Il se met à aimer son père et le tient par la main. Un matin, voilà bien longtemps, il le tenait ainsi tandis qu’un chirurgien au calme insolent lui enlevait les amygdales. Petit Louis serrait très fort ces rudes doigts pacifistes et purs, durcis par le travail.

La porte s’ouvre : trois soldats en armes apparaissent. Il y en a un qui tient une feuille de bloc-note à la main et qui crie des noms :

— Dumoulin,

Bertois,

Lhargne.

Petit Louis reste paralysé par la peur. À sa profonde stupeur, il voit son père s’avancer vers les soldats.

Lui aussi Lhargne.

— Pas vous, proteste un des militaires, lequel a procédé à leur arrestation.

Il vient cueillir Petit Louis par le revers de sa veste et le pousse devant lui.

On emmène les trois prisonniers devant un conseil de guerre composé de trois officiers dont Petit Louis ne peut lire les grades car leurs galons dansent dans sa vue.

Celui du milieu interroge :

— Vous êtes bien les dénommés :

Gaspard Dumoulin,

Alfred Bertois,

et Louis Lhargne ?

Ils répondent que oui.

Je m’appelle donc Louis Lhargne. Pourquoi ce nom a-t-il une signification ?

— Vous appartenez à la milice, poursuit l’officier. Et vous avez sauvagement assassiné plusieurs hommes du maquis Andrix en mai dernier. Je sais que vous vous êtes rendus coupables de beaucoup d’autres forfaits, mais ces crimes nous suffisent. Les forces miliciennes de cette ville ont tiré sur l’armée française, la population meurtrie a droit à une prompte justice. C’est pourquoi nous vous condamnons à mort et donnons l’ordre que la sentence soit exécutée immédiatement.

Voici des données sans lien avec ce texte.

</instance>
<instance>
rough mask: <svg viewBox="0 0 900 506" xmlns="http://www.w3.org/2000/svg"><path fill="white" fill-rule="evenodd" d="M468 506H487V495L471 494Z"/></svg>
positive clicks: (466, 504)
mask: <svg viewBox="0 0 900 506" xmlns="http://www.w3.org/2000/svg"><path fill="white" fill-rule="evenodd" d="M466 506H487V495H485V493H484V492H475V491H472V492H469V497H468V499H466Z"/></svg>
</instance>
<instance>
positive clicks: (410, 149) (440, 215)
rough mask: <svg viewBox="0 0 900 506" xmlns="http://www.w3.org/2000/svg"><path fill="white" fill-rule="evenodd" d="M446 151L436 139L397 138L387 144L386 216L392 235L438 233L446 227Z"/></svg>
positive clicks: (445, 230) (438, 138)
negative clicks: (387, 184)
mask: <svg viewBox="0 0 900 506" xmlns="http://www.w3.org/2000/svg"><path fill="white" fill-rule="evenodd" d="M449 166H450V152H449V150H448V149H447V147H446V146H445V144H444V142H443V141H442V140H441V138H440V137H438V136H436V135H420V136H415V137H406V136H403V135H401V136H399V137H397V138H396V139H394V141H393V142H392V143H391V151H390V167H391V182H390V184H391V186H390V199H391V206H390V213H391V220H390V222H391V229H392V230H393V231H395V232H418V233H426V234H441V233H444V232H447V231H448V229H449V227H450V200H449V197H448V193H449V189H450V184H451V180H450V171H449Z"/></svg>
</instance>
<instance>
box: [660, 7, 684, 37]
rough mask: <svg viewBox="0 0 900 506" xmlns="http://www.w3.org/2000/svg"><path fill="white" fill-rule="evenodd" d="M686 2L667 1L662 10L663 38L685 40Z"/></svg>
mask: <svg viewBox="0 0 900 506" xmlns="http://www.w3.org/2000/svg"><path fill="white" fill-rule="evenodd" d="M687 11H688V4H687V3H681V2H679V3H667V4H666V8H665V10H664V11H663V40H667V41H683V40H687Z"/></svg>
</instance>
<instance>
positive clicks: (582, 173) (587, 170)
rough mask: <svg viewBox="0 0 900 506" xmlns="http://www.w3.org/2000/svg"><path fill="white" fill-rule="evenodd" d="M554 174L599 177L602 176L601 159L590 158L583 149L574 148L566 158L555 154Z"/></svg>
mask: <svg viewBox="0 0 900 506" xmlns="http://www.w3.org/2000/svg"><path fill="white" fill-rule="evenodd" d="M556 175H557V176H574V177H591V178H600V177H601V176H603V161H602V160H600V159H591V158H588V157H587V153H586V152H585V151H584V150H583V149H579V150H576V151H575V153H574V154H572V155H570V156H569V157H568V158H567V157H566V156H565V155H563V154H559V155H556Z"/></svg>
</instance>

Petit Louis chancelle et se glace. Brusquement un sanglier bondit dans sa poitrine et le charge furieusement. Ainsi, il avait pu comprendre sa mort parce qu’elle allait se dérouler comme il l’imaginait… Mille fois déjà, sa chair a répété l’atroce réalité à laquelle il se heurte. Les balles : douze balles brûlantes vont l’ouvrir au néant. Il va vivre, vivre jusqu’au bout, il va sentir le goût salé de sa langue, éprouver le besoin de pisser, entendre son sang qui produit un bruit de farine secouée dans un récipient. Pas un instant il ne va s’oublier pour mourir. Il va assister à sa mort, conscient, complet.

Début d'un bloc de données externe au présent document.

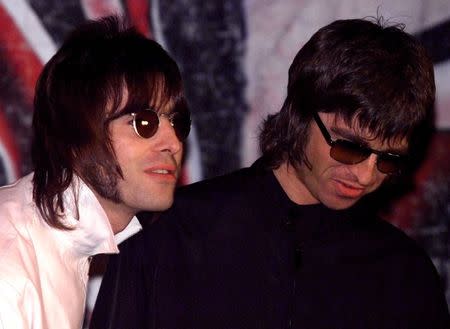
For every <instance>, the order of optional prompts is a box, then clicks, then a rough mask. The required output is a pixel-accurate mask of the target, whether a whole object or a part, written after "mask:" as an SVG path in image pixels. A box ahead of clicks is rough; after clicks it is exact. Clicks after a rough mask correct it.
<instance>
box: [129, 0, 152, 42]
mask: <svg viewBox="0 0 450 329" xmlns="http://www.w3.org/2000/svg"><path fill="white" fill-rule="evenodd" d="M150 1H151V0H126V6H127V10H128V15H129V18H130V21H131V23H132V24H133V25H134V26H136V28H137V29H138V31H139V32H141V33H143V34H145V35H146V36H147V37H149V38H153V33H152V30H151V21H150V17H151V16H150Z"/></svg>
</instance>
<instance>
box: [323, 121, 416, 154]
mask: <svg viewBox="0 0 450 329" xmlns="http://www.w3.org/2000/svg"><path fill="white" fill-rule="evenodd" d="M321 117H323V118H324V121H326V122H327V124H328V125H327V127H329V129H330V133H334V134H335V136H336V134H338V135H340V136H337V137H341V138H353V139H355V140H360V141H361V142H364V143H367V144H368V145H370V146H371V147H372V148H374V149H380V150H383V149H396V150H407V148H408V144H409V143H408V139H407V137H405V136H396V137H392V138H387V139H385V138H381V137H379V136H377V134H375V133H374V132H373V131H370V130H369V129H367V128H365V127H362V126H361V125H360V122H359V121H358V119H357V117H356V116H354V117H353V118H352V120H351V121H350V122H348V121H347V120H345V119H344V118H343V117H342V116H339V115H337V114H335V113H324V114H323V116H322V115H321Z"/></svg>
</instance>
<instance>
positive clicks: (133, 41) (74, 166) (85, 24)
mask: <svg viewBox="0 0 450 329" xmlns="http://www.w3.org/2000/svg"><path fill="white" fill-rule="evenodd" d="M125 91H127V92H128V93H127V95H128V99H127V104H126V105H125V109H129V108H130V107H136V106H137V107H145V106H146V107H148V106H149V105H150V106H152V107H153V108H155V109H156V110H160V109H161V108H162V107H163V106H164V105H165V104H167V103H170V104H171V106H172V107H173V110H174V111H184V110H187V106H186V101H185V98H184V93H183V88H182V83H181V76H180V72H179V69H178V66H177V64H176V63H175V62H174V61H173V60H172V59H171V58H170V57H169V55H168V54H167V53H166V52H165V51H164V50H163V49H162V48H161V46H160V45H158V44H157V43H156V42H155V41H152V40H149V39H147V38H146V37H144V36H143V35H141V34H140V33H138V32H137V31H136V30H135V29H134V28H133V27H129V26H128V25H127V24H126V23H125V22H124V21H123V20H122V19H120V18H118V17H114V16H111V17H106V18H103V19H101V20H98V21H90V22H88V23H86V24H85V25H82V26H81V27H79V28H78V29H76V30H75V31H74V32H73V33H72V34H70V35H69V37H68V38H67V39H66V41H65V42H64V43H63V45H62V47H61V48H60V49H59V51H58V52H57V53H56V54H55V55H54V56H53V57H52V59H51V60H50V61H49V62H48V63H47V64H46V65H45V67H44V69H43V72H42V73H41V75H40V77H39V80H38V82H37V85H36V91H35V99H34V117H33V124H32V129H33V131H32V134H33V140H32V151H31V153H32V161H33V166H34V179H33V184H34V185H33V198H34V201H35V203H36V205H37V208H38V209H39V212H40V213H41V215H42V216H43V218H44V220H45V221H46V222H47V223H48V224H49V225H50V226H52V227H55V228H60V229H65V228H66V227H65V226H64V224H63V223H62V222H61V218H62V214H63V212H64V203H63V192H64V191H65V190H66V189H67V188H68V187H69V186H70V184H71V182H72V180H73V177H74V174H77V175H79V176H80V177H81V178H82V179H83V180H84V181H85V182H86V183H87V184H88V185H90V186H91V187H93V188H94V189H95V190H96V191H97V192H98V193H100V194H101V189H98V188H96V187H98V184H99V183H100V181H99V178H98V177H99V175H103V177H107V178H108V180H111V181H112V182H114V181H117V180H118V179H120V178H121V177H122V171H121V168H120V166H119V164H118V162H117V159H116V156H115V154H114V150H113V147H112V144H111V139H110V135H109V131H108V126H109V122H110V121H111V120H112V119H114V118H117V117H118V116H120V114H121V113H119V111H120V112H123V111H122V110H121V109H119V106H120V104H121V102H122V98H123V96H124V92H125ZM102 196H103V195H102ZM106 197H108V196H106Z"/></svg>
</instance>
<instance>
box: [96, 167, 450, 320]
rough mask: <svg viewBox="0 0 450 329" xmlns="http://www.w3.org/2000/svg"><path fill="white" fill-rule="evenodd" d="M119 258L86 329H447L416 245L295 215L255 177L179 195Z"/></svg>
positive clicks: (269, 173) (358, 220) (331, 212)
mask: <svg viewBox="0 0 450 329" xmlns="http://www.w3.org/2000/svg"><path fill="white" fill-rule="evenodd" d="M144 216H145V215H144ZM147 216H149V215H148V214H147ZM120 250H121V253H120V255H118V256H113V257H112V259H111V262H110V265H109V268H108V271H107V274H106V276H105V278H104V280H103V284H102V287H101V290H100V295H99V298H98V300H97V303H96V307H95V310H94V314H93V318H92V326H91V328H161V329H162V328H164V329H181V328H186V329H187V328H189V329H194V328H195V329H201V328H205V329H206V328H215V329H220V328H223V329H225V328H226V329H238V328H239V329H244V328H249V329H250V328H255V329H256V328H271V329H282V328H308V329H314V328H317V329H318V328H343V329H352V328H361V329H363V328H364V329H368V328H377V329H382V328H391V329H393V328H396V329H398V328H402V329H408V328H421V329H423V328H450V326H449V317H448V309H447V305H446V302H445V298H444V294H443V290H442V287H441V286H440V280H439V277H438V275H437V273H436V270H435V268H434V267H433V265H432V263H431V261H430V260H429V258H428V257H427V255H426V254H425V253H424V251H423V250H422V249H420V248H419V247H418V246H417V245H416V243H415V242H414V241H413V240H412V239H410V238H409V237H407V236H406V235H405V234H404V233H402V232H401V231H400V230H398V229H396V228H394V227H393V226H392V225H390V224H389V223H387V222H384V221H382V220H379V219H377V218H376V217H374V216H373V214H371V213H365V212H364V209H363V211H360V210H358V211H356V208H355V209H349V210H345V211H335V210H330V209H328V208H326V207H324V206H323V205H320V204H318V205H308V206H299V205H296V204H294V203H292V202H291V201H290V200H289V199H288V197H287V196H286V194H285V193H284V191H283V190H282V188H281V186H280V185H279V184H278V182H277V180H276V178H275V176H274V175H273V173H272V172H271V171H266V170H264V169H263V168H260V167H259V166H258V165H255V166H253V167H251V168H247V169H242V170H240V171H237V172H235V173H232V174H229V175H226V176H223V177H219V178H215V179H212V180H208V181H204V182H201V183H197V184H193V185H191V186H187V187H183V188H181V189H180V190H179V191H178V192H177V195H176V201H175V204H174V206H173V207H172V208H171V209H170V210H169V211H168V212H166V213H164V214H162V215H161V216H160V218H158V219H157V220H156V221H155V222H154V223H152V224H151V225H149V226H148V227H146V228H145V229H144V231H143V232H142V233H140V234H138V235H136V236H135V237H133V238H131V239H129V240H128V241H126V242H124V243H123V244H122V245H121V246H120Z"/></svg>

— Emmenez-les ! commande l’officier.

Le peloton est prêt dans la cour de l’école. La foule qui sait se pétrit devant les grilles et pousse timidement un cri de bête en liesse. Une atmosphère de kermesse entretient l’allégresse générale.

Petit Louis va mourir et on va le regarder mourir comme on regarde un film ou un match de boxe. Il a joué aux quatre coins dans cette cour, un de ces vieux platanes, contre lesquels ils s’adossait, va recueillir les balles qui l’auront transpercé.

— Non ! non ! hurle-t-il, je veux pas, je veux pas, j’ai rien fait, me tuez pas. Laissez-moi vous expliquer, je vais tout vous faire comprendre. Écoutez-moi, écoutez-moi.